Fine-tuning a model — training it on your domain-specific data — promises a model that speaks your language, understands your formats, and generates outputs that fit your standards without lengthy prompts. The reality is more nuanced. Fine-tuning is genuinely the right choice in specific circumstances and the wrong choice in many more. Getting this decision right is worth understanding carefully, because getting it wrong is expensive.
What Prompt Engineering and Fine-Tuning Actually Do
Prompt engineering shapes model behaviour through the input: instructions, examples, context, and output format specifications. It requires no training infrastructure, costs nothing beyond inference, and can be iterated in minutes. The model's underlying capability and knowledge remain unchanged — you are steering a ship that is already built.
Fine-tuning modifies the model itself: you train an existing base model on examples specific to your domain, adjusting its weights to encode your patterns, style, and domain knowledge. The resulting model has the desired behaviour baked in — it costs less per call (shorter prompts), responds faster (no lengthy instructions), and is more consistent on the trained patterns.
When Prompt Engineering Is the Right Answer
Prompt engineering covers the majority of business AI use cases. Start here, always, and only move to fine-tuning when you have exhausted what prompting can achieve on your evaluation criteria.
- Your task is novel, experimental, or still evolving — fine-tuning a moving target is expensive
- You do not have 500+ high-quality labelled examples of desired output
- Response format or instructions change frequently
- Latency and cost constraints are manageable with prompt-based approaches
- The task requires general world knowledge that fine-tuning would dilute
When Fine-Tuning Genuinely Pays Off
Fine-tuning makes sense when three conditions are met simultaneously: you have a stable, high-volume task; you have high-quality training data; and you have the infrastructure to evaluate, maintain, and retrain the model as needed.
- High-volume inference where per-call cost reduction justifies training cost (millions of calls per month)
- Strict output format requirements that prompts struggle to enforce consistently
- Highly domain-specific language or knowledge not well covered by base model training data
- Latency is critical and shorter prompts meaningfully improve response time
- Consistency is paramount — fine-tuned models show less variance than prompted models on trained patterns
“Fine-tuning is not an upgrade.
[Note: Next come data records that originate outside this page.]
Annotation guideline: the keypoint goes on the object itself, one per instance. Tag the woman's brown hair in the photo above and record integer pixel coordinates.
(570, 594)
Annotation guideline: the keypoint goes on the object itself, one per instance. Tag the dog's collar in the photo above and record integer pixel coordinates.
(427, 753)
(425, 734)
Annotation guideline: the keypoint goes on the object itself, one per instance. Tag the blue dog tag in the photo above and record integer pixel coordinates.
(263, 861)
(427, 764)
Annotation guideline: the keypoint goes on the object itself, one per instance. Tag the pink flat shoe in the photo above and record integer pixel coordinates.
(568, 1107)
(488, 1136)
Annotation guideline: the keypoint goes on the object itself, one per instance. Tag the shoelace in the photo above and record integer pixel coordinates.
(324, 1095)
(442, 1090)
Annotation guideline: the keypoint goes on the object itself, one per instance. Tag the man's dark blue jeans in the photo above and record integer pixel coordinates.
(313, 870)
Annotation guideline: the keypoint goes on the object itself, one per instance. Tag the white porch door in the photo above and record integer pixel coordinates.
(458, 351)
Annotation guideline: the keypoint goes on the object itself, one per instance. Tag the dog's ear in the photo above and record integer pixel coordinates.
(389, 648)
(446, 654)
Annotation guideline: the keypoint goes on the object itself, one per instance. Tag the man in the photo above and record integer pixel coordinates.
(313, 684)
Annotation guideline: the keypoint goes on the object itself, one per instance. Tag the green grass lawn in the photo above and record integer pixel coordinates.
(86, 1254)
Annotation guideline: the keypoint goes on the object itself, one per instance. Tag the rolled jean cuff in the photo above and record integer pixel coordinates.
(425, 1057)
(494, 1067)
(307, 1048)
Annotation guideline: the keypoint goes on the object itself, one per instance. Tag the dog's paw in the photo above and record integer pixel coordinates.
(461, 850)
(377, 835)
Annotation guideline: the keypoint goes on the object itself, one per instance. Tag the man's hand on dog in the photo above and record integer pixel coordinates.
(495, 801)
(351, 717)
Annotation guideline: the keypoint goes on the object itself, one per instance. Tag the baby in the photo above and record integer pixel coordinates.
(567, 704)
It is a specialisation trade-off: you gain consistency on trained patterns and lose flexibility on everything else.”
The Data Requirement Most Teams Underestimate
The most common reason fine-tuning fails to deliver: insufficient or low-quality training data. Modern fine-tuning (LoRA, QLoRA) can work with as few as 100 examples for format adaptation, but producing meaningfully better outputs on complex tasks typically requires 500-5,000 high-quality labelled examples.
High-quality means: inputs and outputs that represent the full distribution of real-world inputs, outputs that represent the correct output as judged by a domain expert (not just any output), and coverage of edge cases and difficult examples, not just the easy representative ones. Collecting this data is usually the most time-consuming part of a fine-tuning project.